I doubt it’s a recent phenomenon and it probably goes back to biblical times, but second-guessing and Monday-morning quarterbacking by people in every walk of life is as much an American pastime as watching fireworks on the Fourth of July or rooting for your favorite college football team. It’s as all-American as apple pie and drinking cold beer on a hot day after mowing the grass.
But for historians, second-guessing history is something of a pitfall — it should be avoided at all costs lest said historians’ bias and beliefs slip in and cloud the final picture. You see, it’s my contention we all should look at history and historical events from all sides, with as little bias as possible and with the most open mind we can muster.
Most who are familiar with me know I spent nearly 25 years as a Civil War living history re-enactor.
Re-enacting history, in my own view, is a way for an individual to go back in time on the odd weekend and attempt to live in the shoes and act the part of an individual from a bygone era. In this case I was able, within certain limitations and obvious boundaries, to try and re-create history in my own mind, and at the same time provide the public with a snapshot of how an individual soldier during the American Civil War would have lived, would have reacted, would have thought and would have interacted with others.
Re-enacting Civil War battles is not for everyone.
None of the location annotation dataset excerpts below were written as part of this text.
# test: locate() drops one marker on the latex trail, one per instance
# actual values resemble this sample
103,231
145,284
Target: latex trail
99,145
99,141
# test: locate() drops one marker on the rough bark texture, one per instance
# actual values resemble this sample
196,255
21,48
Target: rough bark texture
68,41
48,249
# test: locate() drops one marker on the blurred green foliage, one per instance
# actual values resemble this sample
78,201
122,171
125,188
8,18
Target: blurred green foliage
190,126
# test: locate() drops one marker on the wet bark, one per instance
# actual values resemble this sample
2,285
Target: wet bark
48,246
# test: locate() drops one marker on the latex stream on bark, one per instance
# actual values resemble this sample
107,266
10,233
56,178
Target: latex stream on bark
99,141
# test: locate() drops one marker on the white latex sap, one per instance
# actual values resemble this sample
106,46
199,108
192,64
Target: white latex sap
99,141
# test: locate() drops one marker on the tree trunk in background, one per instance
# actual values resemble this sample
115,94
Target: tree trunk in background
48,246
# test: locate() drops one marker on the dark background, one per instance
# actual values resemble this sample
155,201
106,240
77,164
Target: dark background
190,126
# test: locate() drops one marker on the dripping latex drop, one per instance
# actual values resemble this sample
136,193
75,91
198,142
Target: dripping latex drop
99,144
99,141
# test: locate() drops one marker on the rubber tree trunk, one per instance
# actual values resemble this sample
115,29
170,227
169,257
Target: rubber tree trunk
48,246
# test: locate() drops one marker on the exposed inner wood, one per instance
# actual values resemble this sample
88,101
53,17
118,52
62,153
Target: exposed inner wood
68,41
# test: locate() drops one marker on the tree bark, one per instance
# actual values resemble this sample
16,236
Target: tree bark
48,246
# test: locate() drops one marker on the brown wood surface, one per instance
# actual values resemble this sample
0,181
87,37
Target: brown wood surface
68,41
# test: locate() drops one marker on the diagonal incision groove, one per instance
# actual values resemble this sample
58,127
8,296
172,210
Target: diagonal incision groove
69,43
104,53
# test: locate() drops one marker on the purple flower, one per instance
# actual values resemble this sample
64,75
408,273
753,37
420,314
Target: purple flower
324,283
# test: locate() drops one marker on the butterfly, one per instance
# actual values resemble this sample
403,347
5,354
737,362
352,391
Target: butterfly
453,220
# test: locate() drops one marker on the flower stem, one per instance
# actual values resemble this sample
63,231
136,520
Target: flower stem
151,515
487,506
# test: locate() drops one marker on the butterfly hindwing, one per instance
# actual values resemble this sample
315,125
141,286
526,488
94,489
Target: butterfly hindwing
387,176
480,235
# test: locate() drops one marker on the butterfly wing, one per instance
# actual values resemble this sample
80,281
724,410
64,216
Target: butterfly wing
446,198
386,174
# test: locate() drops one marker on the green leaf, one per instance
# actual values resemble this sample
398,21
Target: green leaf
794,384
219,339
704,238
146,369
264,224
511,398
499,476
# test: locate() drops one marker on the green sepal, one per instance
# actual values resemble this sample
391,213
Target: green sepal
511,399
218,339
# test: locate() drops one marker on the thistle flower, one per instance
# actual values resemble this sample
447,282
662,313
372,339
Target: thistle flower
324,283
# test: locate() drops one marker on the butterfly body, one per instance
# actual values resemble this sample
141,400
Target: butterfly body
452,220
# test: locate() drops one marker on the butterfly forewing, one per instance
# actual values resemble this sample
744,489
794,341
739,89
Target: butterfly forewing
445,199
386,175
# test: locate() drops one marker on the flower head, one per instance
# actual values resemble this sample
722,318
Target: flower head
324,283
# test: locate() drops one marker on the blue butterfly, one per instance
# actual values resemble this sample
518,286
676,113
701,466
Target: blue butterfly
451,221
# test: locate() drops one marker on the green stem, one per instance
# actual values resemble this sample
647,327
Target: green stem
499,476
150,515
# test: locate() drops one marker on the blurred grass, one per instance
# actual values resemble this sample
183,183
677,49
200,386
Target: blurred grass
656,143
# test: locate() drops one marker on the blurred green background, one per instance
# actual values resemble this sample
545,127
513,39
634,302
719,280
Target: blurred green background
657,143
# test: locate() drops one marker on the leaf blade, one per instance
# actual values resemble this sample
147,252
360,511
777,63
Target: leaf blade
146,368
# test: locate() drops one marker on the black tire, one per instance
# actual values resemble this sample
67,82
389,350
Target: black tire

It’s grueling, time-consuming, dirty, sometimes dangerous and most times a very mentally challenging hobby. Not only that, it’s a little on the expensive side to authentically outfit yourself both as a Confederate and Union soldier, constantly do research, travel around the country and find time to take a three- or four-day weekend to lose yourself in mid-19th century America with tens of thousands of other like-thinking re-enactors.
But ... it was an absolute epiphany.
So, when I see an author or historian who writes a book and questions how a particular Civil War general made his battlefield decisions, or a politician or president reacted to a situation, I always hope the author of the second-guessing has been there and done that, so to speak.
My first Civil War re-enactment occurred in the late-1980s at the Indian Territory Battle of Honey Springs, in all-encompassing 110-degree July heat, ticks, chiggers and powdered dust near a little creek and wooded area called Rentiesville, north of Checotah in McIntosh County. After two days of marching and fighting and putting on a show for thousands of appreciative spectators, I had lost 10 pounds and was hooked on re-enacting for life.
The next 24 years were full of building impressions of both a Confederate and a Union infantry soldier, studying and working to be as historically accurate as is possible for a 20th century individual, who didn’t have to live in those trying and history-altering times.
The first and most lasting thing I learned from travels to hundreds of places like Wilson’s Creek, Mo., Chickamauga, Ga., Franklin, Tenn., Vicksburg, Miss., and Mansfield, La., — my hat is off to the men and women who lived through those times, and helped us to get to where we are in history today.
Don’t believe me? Try wearing a heavy-wool uniform, long johns, lugging an 11 lb. musket and about 25 pounds of leather gear, water and food in heavy-leather, high-top Jefferson brogans about 15-20 miles during an average re-enactment, eat homemade hardtack and biscuits and wake up shivering in a thin canvas tent while sleeping on the hard ground when its 15 degrees.
It will open your eyes. More than a few historians over the years have questioned why the Confederates didn’t follow up their rout of the Union troops at the Battle of First Bull Run, capture Washington and end the war in 1861. Or, why Union generals George McClellan and George Meade didn’t pursue their battlefield successes at Antietam and Gettysburg and end the Civil War in 1862 and 1863, respectively.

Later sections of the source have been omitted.